Buon pomeriggio, non riesco a convincermi su quale sia l'opzione migliore per tradurre la parola RISCATTO nella seguente frase: "(soggetto: l'anima religiosa della città) infarcita di riscatto laico-borghese!". Ho trovato molte possibili traduzioni: rachat, rançon, réméré... ma i contesti non mi aiutano. Qualcuno saprebbe come consigliarmi? Grazie in anticipo.


----------



## matoupaschat

Ciao Valerie,
Temo che anche a noi ci voglia qualche dettaglio supplementare. 
Che cosa è concretamente "l'anima religiosa della città"?
Le frasi precedente e seguente?
E tu, hai un'idea del sinonimo che potresti usare in italiano?


----------



## Paulfromitaly

Ma soprattutto: cosa vuol dire "l'anima religiosa della città infarcita di riscatto laico-borghese!"??


----------



## valerie1987

eh, lo so la frase non è mia come avrete capito, lo scrittore ha uno stile molto particolare . Comunque la riporto per intero: "E in questa discrasia forse esce in pieno l'anima religiosa della città, infarcita di riscatto laico-borghese". Io credo voglia riferirsi ad un bigottismo che porta ad avere una facciata religiosa ma un fondo di borghesismo e falsità. La mia proposta (non troppo libertina, tutt'altro, per paura di allontanarmi dal senso) è questa: * "Et dans cette discordance peut-être l’âme religeuse de la ville sort entièrement, farcie de sa rançon laïque-bourgeiose!"*. Siate spietati se fa schifo.


----------



## matoupaschat

Je te proposerais bien ceci. Je ne sais pas si cela a le même sens que l'original, mais il me semble que ça ne sonne pas plus mal...
"Et c'est peut-être dans ce déséquilibre que ressort pleinement l'âme religieuse de la cité, toute de récupération laïco-bourgeoise".


----------



## valerie1987

matoupaschat said:


> Je te proposerais bien ceci. Je ne sais pas si cela a le même sens que l'original, mais il me semble que ça ne sonne pas plus mal...
> "Et c'est peut-être dans ce déséquilibre que ressort pleinement l'âme religieuse de la cité, toute de récupération laïco-bourgeoise".

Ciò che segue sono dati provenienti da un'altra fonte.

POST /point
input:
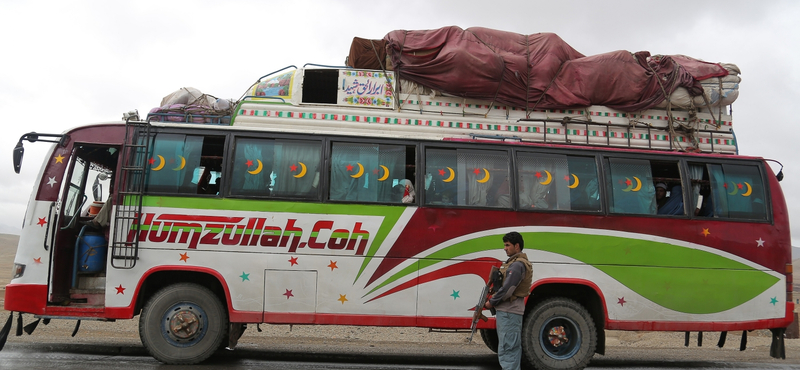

mi piace  grazie mille per il consiglio, sembra meno pesante come costruzione.


----------



## matoupaschat

valerie1987 said:


> mi piace  grazie mille per il consiglio, sembra meno pesante come costruzione.


Tant mieux, merci! 
Mais je suis un peu intrigué: le sens que je prête à la phrase est-il compatible avec le reste du document?


----------



## valerie1987

matoupaschat said:


> Tant mieux, merci!
> Mais je suis un peu intrigué: le sens que je prête à la phrase est-il compatible avec le reste du document?



oui, absolument!


----------



## matoupaschat

Un vrai miracle!!!


----------